January 30 , 2017:
by Erin Guiltenane
It’s been a mystery for ages: Why did all the dinosaurs die off after the meteor strike 65 million years ago? Why were bird and mammal species able to survive and flourish, while dinosaurs were never seen again?
These questions have long fascinated scientists. The answer, however, may come from an unlikely source: baby teeth — baby dinosaur teeth, specifically, according to new findings co-authored by Darla Zelenitsky, PhD, assistant professor in the Department of Geoscience.
Embryos reveal an unusual clue to the mystery of dinosaur extinction
Zelenitsky, a dinosaur paleontologist, and study lead Gregory Erickson, professor of biological science at Florida State University, studied two types of dinosaur embryos. One specimen, the Protoceratops andrewsi, was a dinosaur found in the Gobi Desert whose body size and eggs were relatively small. A second specimen, the Hypacrosaurus stebingeri, was a massive duck-billed dinosaur found in Alberta whose eggs were similarly enormous, weighing in at nine pounds.
Using a CT scanner, Erickson, Zelenitsky, and team were able to determine how long it took those dinosaurs to hatch from their eggs by examining their teeth.
Humans and animals alike have growth lines, or lines of von Ebner, that can be analyzed to determine age (similar to tree rings). Every day, a liquid layer of dentine fills in the inner portion of the tooth, and hardens. As it would turn out, the same feature was present in the teeth of the developing dinosaurs.
“We were able to count the number of days of incubation by counting the number of growth lines in the teeth and doing a bit of a calculation, because the teeth don’t start growing right when the eggs are laid,” explains Zelenitsky.
Long egg incubation time put dinosaurs at a disadvantage for recovery from meteor strike
As birds are living dinosaurs, it had long been assumed by scientists that dinosaur eggs incubated for a similar amount of time to bird eggs — about a week and a half to three months.
Through counting those daily growth lines, the team was able to determine how long each dinosaur had been incubating in the egg. It had been nearly three months for the Protoceratops embryos and six months for the larger Hypacrosaurus embryos.

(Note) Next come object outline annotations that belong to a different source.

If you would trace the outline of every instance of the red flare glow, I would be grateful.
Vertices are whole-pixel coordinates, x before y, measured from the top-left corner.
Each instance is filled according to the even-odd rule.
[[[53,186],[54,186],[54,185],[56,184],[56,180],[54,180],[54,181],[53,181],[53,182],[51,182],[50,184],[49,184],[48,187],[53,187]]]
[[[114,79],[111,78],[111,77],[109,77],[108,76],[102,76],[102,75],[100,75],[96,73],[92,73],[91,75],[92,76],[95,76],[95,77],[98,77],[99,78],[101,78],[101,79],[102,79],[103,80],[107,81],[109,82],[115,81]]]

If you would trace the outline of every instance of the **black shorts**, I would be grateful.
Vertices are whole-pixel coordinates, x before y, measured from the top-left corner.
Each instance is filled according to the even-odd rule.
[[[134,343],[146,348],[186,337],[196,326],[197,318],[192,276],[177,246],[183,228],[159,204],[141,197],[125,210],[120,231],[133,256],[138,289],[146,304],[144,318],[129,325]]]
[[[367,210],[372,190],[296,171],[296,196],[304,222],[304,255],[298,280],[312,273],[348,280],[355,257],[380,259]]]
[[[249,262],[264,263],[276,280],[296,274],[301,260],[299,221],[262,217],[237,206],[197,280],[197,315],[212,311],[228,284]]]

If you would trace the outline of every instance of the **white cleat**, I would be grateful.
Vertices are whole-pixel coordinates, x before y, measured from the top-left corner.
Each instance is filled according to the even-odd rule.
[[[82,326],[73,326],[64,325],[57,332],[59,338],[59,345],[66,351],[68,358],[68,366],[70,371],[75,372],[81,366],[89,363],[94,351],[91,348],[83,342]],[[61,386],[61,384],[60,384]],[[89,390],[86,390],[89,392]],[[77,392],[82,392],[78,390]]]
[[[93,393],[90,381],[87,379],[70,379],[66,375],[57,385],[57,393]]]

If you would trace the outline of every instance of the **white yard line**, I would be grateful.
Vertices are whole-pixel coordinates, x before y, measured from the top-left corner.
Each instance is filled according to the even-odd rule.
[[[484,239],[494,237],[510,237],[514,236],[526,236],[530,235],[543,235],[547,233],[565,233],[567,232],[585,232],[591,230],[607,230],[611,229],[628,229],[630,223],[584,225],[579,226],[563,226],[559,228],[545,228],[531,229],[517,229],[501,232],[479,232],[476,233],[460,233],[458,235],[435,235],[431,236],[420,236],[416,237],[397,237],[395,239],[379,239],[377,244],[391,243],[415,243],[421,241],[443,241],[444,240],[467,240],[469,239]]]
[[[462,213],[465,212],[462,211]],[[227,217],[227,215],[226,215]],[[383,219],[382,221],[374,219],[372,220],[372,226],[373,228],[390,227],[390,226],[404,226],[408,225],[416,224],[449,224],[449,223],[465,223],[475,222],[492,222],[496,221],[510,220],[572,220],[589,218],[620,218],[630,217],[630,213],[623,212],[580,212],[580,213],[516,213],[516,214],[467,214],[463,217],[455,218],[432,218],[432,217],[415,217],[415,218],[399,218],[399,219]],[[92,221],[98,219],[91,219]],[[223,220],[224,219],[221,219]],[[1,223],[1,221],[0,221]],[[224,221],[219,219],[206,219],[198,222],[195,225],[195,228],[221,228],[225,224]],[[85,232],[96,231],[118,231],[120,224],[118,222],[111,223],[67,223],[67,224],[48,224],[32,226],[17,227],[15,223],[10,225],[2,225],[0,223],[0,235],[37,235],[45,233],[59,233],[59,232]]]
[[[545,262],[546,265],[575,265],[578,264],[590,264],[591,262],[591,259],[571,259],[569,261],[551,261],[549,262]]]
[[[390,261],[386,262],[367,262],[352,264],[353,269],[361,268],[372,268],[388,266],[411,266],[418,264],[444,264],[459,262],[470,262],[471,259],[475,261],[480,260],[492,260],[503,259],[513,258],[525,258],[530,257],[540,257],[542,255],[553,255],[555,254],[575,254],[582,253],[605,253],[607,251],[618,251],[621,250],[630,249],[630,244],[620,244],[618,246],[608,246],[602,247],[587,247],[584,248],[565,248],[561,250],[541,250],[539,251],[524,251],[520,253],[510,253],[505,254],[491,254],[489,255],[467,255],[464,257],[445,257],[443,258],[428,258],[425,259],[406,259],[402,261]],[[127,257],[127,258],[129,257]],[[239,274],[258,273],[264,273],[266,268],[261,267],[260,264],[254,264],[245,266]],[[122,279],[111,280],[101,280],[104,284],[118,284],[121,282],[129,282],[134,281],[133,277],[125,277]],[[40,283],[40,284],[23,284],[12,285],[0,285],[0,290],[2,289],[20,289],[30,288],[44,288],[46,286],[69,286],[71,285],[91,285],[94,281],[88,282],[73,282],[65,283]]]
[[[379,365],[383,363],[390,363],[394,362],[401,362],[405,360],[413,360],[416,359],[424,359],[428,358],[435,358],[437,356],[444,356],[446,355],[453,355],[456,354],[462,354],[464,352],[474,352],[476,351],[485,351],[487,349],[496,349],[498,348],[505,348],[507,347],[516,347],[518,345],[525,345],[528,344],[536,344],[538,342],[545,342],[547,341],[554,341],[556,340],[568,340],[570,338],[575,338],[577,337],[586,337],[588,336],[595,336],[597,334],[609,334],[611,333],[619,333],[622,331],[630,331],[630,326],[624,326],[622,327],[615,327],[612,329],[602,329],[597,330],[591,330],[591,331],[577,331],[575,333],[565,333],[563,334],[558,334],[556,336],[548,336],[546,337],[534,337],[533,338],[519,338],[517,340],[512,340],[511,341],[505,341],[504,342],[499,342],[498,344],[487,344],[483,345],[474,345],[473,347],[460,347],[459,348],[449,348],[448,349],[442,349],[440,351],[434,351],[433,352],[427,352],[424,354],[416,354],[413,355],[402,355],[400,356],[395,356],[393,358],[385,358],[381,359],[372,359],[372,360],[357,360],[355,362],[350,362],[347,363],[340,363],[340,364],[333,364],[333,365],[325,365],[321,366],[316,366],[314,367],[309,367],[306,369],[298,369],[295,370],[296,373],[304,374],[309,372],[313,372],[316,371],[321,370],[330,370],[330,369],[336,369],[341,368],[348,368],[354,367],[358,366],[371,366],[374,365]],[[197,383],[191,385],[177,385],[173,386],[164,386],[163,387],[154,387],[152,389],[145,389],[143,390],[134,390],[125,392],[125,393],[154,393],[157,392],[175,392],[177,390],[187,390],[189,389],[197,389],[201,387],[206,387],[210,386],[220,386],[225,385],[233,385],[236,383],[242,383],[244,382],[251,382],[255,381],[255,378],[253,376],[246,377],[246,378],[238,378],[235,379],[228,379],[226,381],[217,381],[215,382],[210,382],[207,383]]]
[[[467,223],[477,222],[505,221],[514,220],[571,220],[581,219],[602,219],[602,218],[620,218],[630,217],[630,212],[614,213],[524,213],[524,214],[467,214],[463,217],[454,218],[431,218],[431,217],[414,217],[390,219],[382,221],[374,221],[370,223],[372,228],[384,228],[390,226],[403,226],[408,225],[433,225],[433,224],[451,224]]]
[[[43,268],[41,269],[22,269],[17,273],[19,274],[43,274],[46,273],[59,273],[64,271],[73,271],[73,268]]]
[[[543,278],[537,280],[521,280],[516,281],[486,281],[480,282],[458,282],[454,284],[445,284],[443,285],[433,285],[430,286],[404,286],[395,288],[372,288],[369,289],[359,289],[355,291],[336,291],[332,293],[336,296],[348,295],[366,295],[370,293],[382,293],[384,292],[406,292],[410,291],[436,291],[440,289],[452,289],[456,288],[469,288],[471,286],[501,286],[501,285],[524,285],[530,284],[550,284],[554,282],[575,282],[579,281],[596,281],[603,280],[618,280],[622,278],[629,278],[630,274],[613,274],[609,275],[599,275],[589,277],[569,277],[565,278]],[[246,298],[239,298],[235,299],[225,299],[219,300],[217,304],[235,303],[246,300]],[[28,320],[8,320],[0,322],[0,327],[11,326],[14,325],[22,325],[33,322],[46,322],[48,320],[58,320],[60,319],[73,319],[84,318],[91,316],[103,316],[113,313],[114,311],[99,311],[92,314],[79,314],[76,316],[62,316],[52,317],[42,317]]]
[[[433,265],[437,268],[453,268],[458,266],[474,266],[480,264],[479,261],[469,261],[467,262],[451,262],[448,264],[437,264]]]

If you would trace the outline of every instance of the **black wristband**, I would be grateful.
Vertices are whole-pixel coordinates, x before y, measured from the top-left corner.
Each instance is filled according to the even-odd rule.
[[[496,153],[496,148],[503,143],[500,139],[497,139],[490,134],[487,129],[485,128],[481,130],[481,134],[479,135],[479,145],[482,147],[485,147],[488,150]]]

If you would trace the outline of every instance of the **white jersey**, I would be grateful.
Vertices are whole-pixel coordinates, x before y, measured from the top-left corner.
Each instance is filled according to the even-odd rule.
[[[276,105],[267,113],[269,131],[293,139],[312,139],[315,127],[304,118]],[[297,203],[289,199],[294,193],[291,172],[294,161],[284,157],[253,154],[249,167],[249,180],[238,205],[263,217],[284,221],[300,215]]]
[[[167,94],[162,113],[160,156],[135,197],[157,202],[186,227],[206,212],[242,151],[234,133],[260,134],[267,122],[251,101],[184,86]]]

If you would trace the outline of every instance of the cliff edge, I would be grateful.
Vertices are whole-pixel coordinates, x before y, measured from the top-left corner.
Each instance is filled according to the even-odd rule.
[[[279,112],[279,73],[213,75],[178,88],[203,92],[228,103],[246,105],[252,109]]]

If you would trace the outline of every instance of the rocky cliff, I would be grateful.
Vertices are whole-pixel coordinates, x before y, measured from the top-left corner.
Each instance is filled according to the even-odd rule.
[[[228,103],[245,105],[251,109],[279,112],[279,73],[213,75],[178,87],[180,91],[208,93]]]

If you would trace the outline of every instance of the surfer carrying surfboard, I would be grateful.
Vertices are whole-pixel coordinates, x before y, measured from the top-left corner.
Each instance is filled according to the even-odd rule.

“I was a little surprised by the length of time these dinosaurs spent in the egg. In comparison to birds and reptiles, these dinosaurs are more similar to living reptiles, which have a relatively long incubation period,” Zelenitsky says.
Because dinosaurs took so long to hatch and grow into adulthood, their populations failed to recover quickly enough after the devastating impact of the Cretaceous meteor strike 65 million years ago.
By comparison, birds and small mammals took only weeks for their young to hatch, giving them a distinct advantage and allowing them to flourish through the millennia.
Several factors are thought to have allowed birds and mammals to survive the extinction at the end of Cretaceous, while the dinosaurs were wiped out. Long incubation period may have been yet another factor that led to their inability to recover after the mass extinction, while other animals with shorter incubation periods were able to survive and flourish.